Dringlichkeit war gegeben
Die historischen Aufnahmen von Elvis erinnern an den 27. Dezember 2020, als die ersten Senioren den Impfstoff gegen Covid-19 erhielten. Auch in den 1950er-Jahren wurde der Polio-Impfstoff als unglaublicher Durchbruch gefeiert. Eine weitere Gemeinsamkeit: „Es bestand eine gewisse Dringlichkeit, weil immer wieder Polio-Epidemien auftraten.“
Die von einem hochinfektiösen Virus ausgelöste Erkrankung befällt je nach Erregertyp Darm oder Nervensystem und kann zu Lähmungen der Gliedmaßen bis hin zum Atemsystem führen. Bis zur Einführung einer Impfung verursachte die Krankheit weltweit Tausende Behinderungen und führte zu unzähligen Todesfällen, vor allem bei Kindern und Jugendlichen. Doch auch ungeschützte Erwachsene können erkranken – wie etwa der spätere US-Präsident Franklin D. Roosevelt mit 39 Jahren.
Die Situation sei zwar nicht mit den Covid-Notständen vergleichbar, sagt Czech. „Aber Polio war ein besonderes Problem für die öffentliche Gesundheit.“ Eine Impfung galt als Lösung. „Die Aussichten waren lange Zeit denkbar schlecht.“
„Wichtigste Voraussetzung für den Durchbruch war die Kultivierung von Polio-Viren im Labor “, erklärt Czech. Der US-Immunologe Jonas Salk hat bereits einige Jahre daran gearbeitet. „Schon Ende 1952 hatte man sich für einen großen klinischen Versuch entschieden. Von der Ankündigung bis zum Start der Studie vergingen fast eineinhalb Jahre.“
Eine bis dahin beispiellose Initiative folgte – quer durch alle Medien. Doch Kampagnen sind nicht alles – auf das Geld kommt es an. Und hier sieht der Historiker nicht nur einen gewichtigen Faktor für das Gelingen, sondern auch eine wesentliche Parallele zur Corona-Pandemie. „Die Finanzierung war gesichert. Das war entscheidend.“ Das ermöglichte den Wettbewerb der Forschung: Nach Salk entwickelte der US-Mediziner Albert Sabin die Schluckimpfung mit einem Lebendimpfstoff, der 1962 in den USA zugelassen wurde.

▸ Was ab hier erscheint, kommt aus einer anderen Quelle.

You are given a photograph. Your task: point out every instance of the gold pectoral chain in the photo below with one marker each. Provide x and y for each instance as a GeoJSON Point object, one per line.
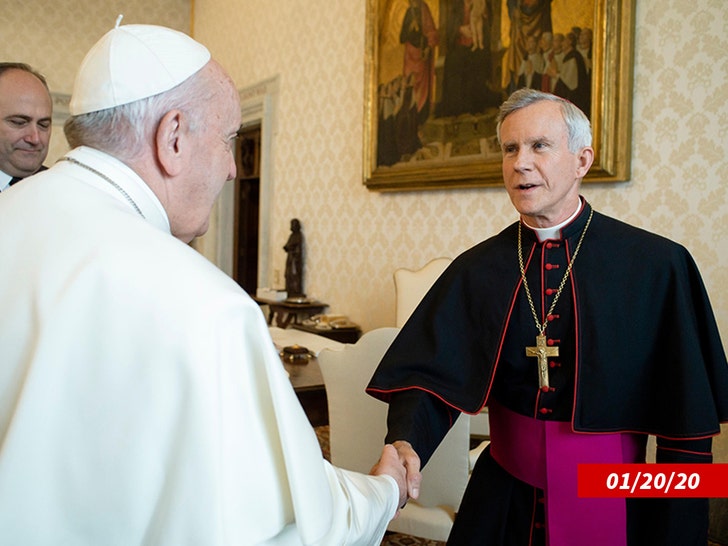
{"type": "Point", "coordinates": [541, 350]}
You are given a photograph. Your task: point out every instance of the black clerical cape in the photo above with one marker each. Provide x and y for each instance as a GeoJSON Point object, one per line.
{"type": "Point", "coordinates": [639, 345]}
{"type": "Point", "coordinates": [649, 357]}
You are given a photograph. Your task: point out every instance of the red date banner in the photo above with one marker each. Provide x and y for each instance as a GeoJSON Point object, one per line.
{"type": "Point", "coordinates": [653, 480]}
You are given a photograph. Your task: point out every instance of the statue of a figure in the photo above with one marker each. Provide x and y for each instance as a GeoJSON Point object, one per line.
{"type": "Point", "coordinates": [294, 261]}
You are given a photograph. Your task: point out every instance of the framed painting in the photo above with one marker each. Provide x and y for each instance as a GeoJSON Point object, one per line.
{"type": "Point", "coordinates": [437, 70]}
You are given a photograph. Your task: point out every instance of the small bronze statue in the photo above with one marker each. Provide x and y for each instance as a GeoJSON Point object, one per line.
{"type": "Point", "coordinates": [294, 261]}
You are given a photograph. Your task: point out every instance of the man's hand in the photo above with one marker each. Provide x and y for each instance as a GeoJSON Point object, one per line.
{"type": "Point", "coordinates": [411, 461]}
{"type": "Point", "coordinates": [390, 464]}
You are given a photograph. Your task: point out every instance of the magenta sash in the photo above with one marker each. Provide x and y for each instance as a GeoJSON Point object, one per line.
{"type": "Point", "coordinates": [545, 454]}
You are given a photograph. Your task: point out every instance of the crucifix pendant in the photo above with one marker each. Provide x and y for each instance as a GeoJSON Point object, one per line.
{"type": "Point", "coordinates": [542, 352]}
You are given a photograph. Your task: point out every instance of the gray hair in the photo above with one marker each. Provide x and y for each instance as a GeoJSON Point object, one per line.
{"type": "Point", "coordinates": [126, 130]}
{"type": "Point", "coordinates": [577, 124]}
{"type": "Point", "coordinates": [25, 68]}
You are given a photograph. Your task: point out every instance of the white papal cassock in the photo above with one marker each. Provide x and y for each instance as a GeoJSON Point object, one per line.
{"type": "Point", "coordinates": [141, 398]}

Was in den 1950er-Jahren durch staatliche Hilfen und Fundraising-Aktionen gelang, habe heute etwa die Europäische Union getan. Der Sinn: „Die Forscher können sich auf ihre Arbeit konzentrieren und müssen sich keine Gedanken um die Finanzierung machen.“ Bei Polio spielten noch staatliche Institute eine große Rolle, „heute sind es private Firmen“.
Die Entwicklung eines Impfstoffs sei nur der erste Schritt, betont er. „Einen grundsätzlich wirksamen und ungefährlichen Impfstoff vom Labor in die Massenproduktion zu bringen, ihn zu verteilen und Millionen von Menschen damit zu impfen bringt nochmals ganz andere Herausforderungen.“
Promi-Unterstützung
Prominente wie Elvis trugen dazu etwas bei, sind sich Historiker einig. Jugendliche fühlten sich bei Polio nicht betroffen, dabei waren sie die am zweithäufigsten erkrankte Bevölkerungsgruppe. Nur zehn Prozent der Jugendlichen waren bis zu Elvis’ Auftritt geimpft. Das änderte sich danach schlagartig. Vielleicht auch, weil Elvis-Fanclubs jenen, die Immunisierungen nachweisen konnten, handsignierte Fotos versprachen.
Elvis, das Teenager-Idol, war sich seiner Rolle als medienwirksamer „Impfluencer“ durchaus bewusst (siehe auch rechts). „Der Kampf gegen Polio ist so hart wie nie zuvor“, sagte er bei seiner Impfung.